Unfriendly Power Tariffs: How Uganda Gov’t is Exploiting UMEME as a Scapegoat for Its Electricity Blunders!

Now, Umeme, the principal power distributor, is currently under attack from the President for reportedly hiking the power prices. But truth be told, UMEME doesn’t set prices for power.


Our leaders in government love to pass the buck whenever past faults have come round to disturb them.

After the auction of UCB had gone bad, President Yoweri Kaguta Museveni asserted the World Bank and IMF conned him into selling the people’s bank.

When power blackouts became the norm in the past, the president blamed it all on the sixth parliament. He argued MPs of that parliament blocked him from constructing a dam on Karuma River and should take the blame, not him, for the darkness.

Well, Karuma dam was constructed finally. But power outages kept returning now and then, and sometimes visits up to date.

Following Amama Mbabazi’s declaration that he would vie for State House, Museveni faulted his blue-eyed strategist turned nemesis for failing to build the NRM Party. This posture, as if Museveni himself had before then not declared Amama a white man with no blemish at all!

Now, Umeme, the principal power distributor, is currently under attack from the President for reportedly hiking the power prices. But truth be told, UMEME doesn’t set prices for power. 

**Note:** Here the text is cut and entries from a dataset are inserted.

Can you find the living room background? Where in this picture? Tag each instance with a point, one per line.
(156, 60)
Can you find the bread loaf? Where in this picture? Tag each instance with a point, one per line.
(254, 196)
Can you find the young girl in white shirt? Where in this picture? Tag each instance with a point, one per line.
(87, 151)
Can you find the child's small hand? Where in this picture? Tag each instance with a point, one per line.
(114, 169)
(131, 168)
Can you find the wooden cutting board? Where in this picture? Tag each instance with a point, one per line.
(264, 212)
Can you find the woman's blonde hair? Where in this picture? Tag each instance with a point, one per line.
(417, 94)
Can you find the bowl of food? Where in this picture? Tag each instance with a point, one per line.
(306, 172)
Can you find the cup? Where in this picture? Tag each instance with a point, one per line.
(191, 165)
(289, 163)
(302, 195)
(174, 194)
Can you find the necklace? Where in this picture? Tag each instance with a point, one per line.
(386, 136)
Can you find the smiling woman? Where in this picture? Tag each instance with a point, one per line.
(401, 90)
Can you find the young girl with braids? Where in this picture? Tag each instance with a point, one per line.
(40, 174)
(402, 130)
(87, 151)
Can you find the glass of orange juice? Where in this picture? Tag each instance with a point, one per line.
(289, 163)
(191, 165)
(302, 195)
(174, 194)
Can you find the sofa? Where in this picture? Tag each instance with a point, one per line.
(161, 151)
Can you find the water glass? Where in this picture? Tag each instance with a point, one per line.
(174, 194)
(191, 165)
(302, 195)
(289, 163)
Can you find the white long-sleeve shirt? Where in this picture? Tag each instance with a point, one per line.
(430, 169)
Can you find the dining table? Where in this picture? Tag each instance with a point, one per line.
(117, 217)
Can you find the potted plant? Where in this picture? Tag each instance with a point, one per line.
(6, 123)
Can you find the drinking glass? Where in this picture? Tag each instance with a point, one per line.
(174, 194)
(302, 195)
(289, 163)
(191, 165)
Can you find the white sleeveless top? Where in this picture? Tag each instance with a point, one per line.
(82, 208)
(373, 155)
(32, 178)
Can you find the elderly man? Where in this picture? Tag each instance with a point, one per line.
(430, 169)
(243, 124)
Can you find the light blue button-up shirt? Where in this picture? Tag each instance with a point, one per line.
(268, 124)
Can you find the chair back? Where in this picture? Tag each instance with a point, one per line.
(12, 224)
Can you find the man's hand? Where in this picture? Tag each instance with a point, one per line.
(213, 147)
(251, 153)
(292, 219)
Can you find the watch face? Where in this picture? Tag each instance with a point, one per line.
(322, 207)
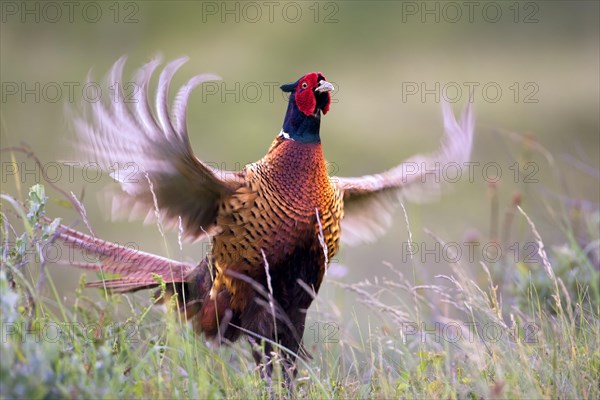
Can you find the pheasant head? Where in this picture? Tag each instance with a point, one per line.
(309, 97)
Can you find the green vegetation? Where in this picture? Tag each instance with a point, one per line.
(544, 345)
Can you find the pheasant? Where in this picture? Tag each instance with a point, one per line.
(274, 225)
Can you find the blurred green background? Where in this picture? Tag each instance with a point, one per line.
(371, 51)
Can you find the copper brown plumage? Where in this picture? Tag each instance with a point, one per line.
(273, 225)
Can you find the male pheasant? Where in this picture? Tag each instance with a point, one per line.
(273, 225)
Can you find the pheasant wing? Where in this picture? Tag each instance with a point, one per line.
(149, 153)
(370, 201)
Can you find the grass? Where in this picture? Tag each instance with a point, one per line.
(516, 331)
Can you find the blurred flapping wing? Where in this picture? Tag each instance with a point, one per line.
(370, 201)
(149, 153)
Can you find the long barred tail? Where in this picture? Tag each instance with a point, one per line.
(136, 269)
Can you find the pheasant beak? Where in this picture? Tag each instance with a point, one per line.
(324, 86)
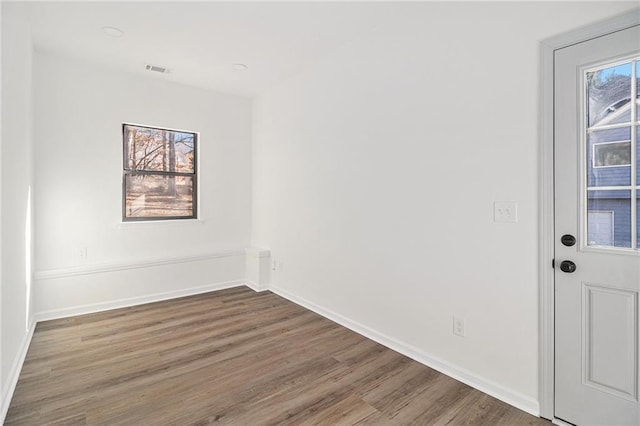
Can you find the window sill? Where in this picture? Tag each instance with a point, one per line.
(151, 224)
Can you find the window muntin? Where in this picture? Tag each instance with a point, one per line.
(159, 173)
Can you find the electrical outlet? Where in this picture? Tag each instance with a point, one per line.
(458, 326)
(505, 211)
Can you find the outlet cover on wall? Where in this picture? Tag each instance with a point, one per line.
(505, 211)
(458, 326)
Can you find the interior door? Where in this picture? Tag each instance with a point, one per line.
(597, 256)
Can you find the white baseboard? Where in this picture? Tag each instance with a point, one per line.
(14, 373)
(132, 301)
(255, 287)
(127, 265)
(500, 392)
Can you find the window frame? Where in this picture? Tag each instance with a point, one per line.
(130, 172)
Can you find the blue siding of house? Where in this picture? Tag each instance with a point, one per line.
(621, 209)
(607, 176)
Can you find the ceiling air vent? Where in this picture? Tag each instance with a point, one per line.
(156, 68)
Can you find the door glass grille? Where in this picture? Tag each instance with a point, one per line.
(611, 133)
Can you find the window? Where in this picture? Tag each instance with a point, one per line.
(159, 177)
(612, 154)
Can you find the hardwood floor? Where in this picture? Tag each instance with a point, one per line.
(233, 357)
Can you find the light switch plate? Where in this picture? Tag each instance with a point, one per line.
(505, 211)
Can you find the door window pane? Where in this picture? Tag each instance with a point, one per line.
(609, 157)
(609, 218)
(637, 90)
(608, 94)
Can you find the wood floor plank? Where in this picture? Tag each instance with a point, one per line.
(232, 357)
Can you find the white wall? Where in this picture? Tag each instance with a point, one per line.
(78, 113)
(375, 174)
(16, 180)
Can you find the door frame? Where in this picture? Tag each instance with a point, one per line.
(546, 206)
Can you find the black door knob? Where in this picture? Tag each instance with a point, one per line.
(567, 266)
(568, 240)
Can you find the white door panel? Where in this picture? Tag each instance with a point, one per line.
(597, 365)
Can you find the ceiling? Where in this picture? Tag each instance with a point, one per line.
(199, 42)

Electricity Regulatory Authority (ERA) prices power. ERA is a government agency. So, the agency is ideally obligated and anticipated to price power with the approval and consent of government itself.

The President is on record blaming Syda Bbumba for signing what he refers to a bad power management contract between UMEME and government of Uganda.

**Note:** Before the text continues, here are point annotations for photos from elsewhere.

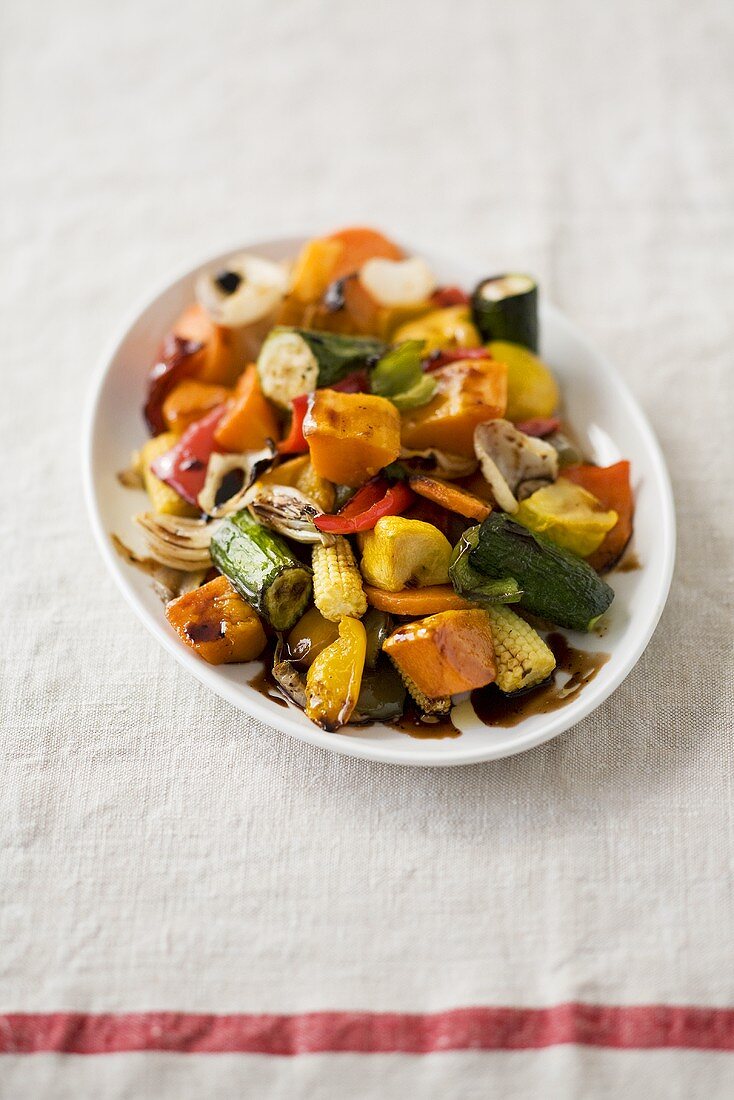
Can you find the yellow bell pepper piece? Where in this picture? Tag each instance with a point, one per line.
(311, 272)
(333, 680)
(442, 328)
(400, 552)
(163, 497)
(532, 389)
(569, 515)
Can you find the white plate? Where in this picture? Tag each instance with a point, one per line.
(607, 422)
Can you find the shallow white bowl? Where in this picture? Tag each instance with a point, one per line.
(607, 422)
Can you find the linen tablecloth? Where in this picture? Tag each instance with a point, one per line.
(554, 924)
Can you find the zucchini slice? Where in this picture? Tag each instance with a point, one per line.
(556, 584)
(505, 307)
(296, 361)
(261, 568)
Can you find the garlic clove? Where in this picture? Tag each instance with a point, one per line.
(397, 282)
(247, 289)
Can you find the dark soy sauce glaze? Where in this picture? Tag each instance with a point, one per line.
(628, 563)
(205, 631)
(494, 708)
(490, 705)
(425, 727)
(264, 682)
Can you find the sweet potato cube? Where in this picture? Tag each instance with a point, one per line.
(468, 393)
(217, 624)
(445, 653)
(351, 436)
(250, 420)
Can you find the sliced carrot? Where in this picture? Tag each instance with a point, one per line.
(610, 485)
(430, 601)
(250, 420)
(450, 496)
(225, 350)
(360, 244)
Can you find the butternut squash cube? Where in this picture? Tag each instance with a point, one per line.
(217, 624)
(445, 653)
(351, 436)
(469, 392)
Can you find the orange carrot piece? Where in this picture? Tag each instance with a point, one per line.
(610, 485)
(250, 420)
(429, 601)
(360, 244)
(450, 496)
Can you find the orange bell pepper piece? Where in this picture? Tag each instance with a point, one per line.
(250, 420)
(190, 400)
(610, 485)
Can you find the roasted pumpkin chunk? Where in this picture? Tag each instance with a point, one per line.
(250, 420)
(351, 436)
(445, 653)
(468, 393)
(217, 624)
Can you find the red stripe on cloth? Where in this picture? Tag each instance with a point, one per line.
(630, 1027)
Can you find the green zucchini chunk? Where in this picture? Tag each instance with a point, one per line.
(556, 584)
(505, 307)
(338, 354)
(261, 568)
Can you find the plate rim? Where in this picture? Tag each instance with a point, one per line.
(425, 756)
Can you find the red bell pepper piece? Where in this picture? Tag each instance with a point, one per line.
(371, 503)
(452, 354)
(610, 485)
(295, 441)
(179, 359)
(539, 426)
(184, 466)
(449, 296)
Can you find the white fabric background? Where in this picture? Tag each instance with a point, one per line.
(159, 849)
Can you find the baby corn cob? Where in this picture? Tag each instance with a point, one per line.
(338, 591)
(316, 487)
(439, 705)
(522, 657)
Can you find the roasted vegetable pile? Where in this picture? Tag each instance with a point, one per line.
(361, 476)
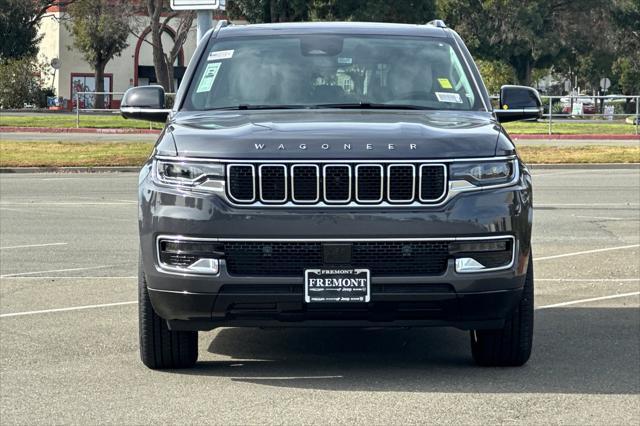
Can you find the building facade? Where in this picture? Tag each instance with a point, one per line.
(134, 66)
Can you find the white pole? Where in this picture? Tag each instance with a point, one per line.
(205, 22)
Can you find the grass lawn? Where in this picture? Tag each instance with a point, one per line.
(48, 154)
(597, 127)
(117, 122)
(67, 120)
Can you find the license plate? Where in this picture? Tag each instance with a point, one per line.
(336, 285)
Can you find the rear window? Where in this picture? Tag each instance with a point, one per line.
(319, 70)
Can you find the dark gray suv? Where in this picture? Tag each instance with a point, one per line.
(334, 175)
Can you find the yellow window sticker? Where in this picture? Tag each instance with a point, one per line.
(208, 77)
(445, 83)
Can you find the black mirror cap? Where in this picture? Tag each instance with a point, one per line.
(144, 103)
(519, 103)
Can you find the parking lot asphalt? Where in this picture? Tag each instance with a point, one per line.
(68, 326)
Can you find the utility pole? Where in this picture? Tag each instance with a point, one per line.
(205, 10)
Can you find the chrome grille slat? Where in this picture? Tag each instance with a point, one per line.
(335, 189)
(366, 175)
(436, 174)
(398, 188)
(273, 183)
(337, 184)
(305, 185)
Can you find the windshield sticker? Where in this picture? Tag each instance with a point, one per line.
(219, 55)
(445, 83)
(208, 77)
(452, 98)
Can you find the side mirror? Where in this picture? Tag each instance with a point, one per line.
(144, 103)
(518, 103)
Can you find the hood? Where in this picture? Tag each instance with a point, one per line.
(339, 134)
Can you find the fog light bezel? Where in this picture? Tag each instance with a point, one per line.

Engineer Kabagambe Kaliisa, the former PS of Energy suffered the music too for signing the so-called bad contract with UMEME. He ended up losing his job as well. But what happened to the known policy of collective responsibility? 

Can it be said that the president can leave such big responsibility as the UMEME contract to juniors to handle? Can this be believed honestly when the president is well known for micromanaging everything? Well, everyone’s answer is as good as ours.

Government undertook the agreement to pay for power used by companies engaged in generation of power. Whoever signed the agreement must have done so with the consent and approval of Museveni who is the chief executive officer of Uganda. The CEO cannot escape fault for whatever goes wrong thereafter.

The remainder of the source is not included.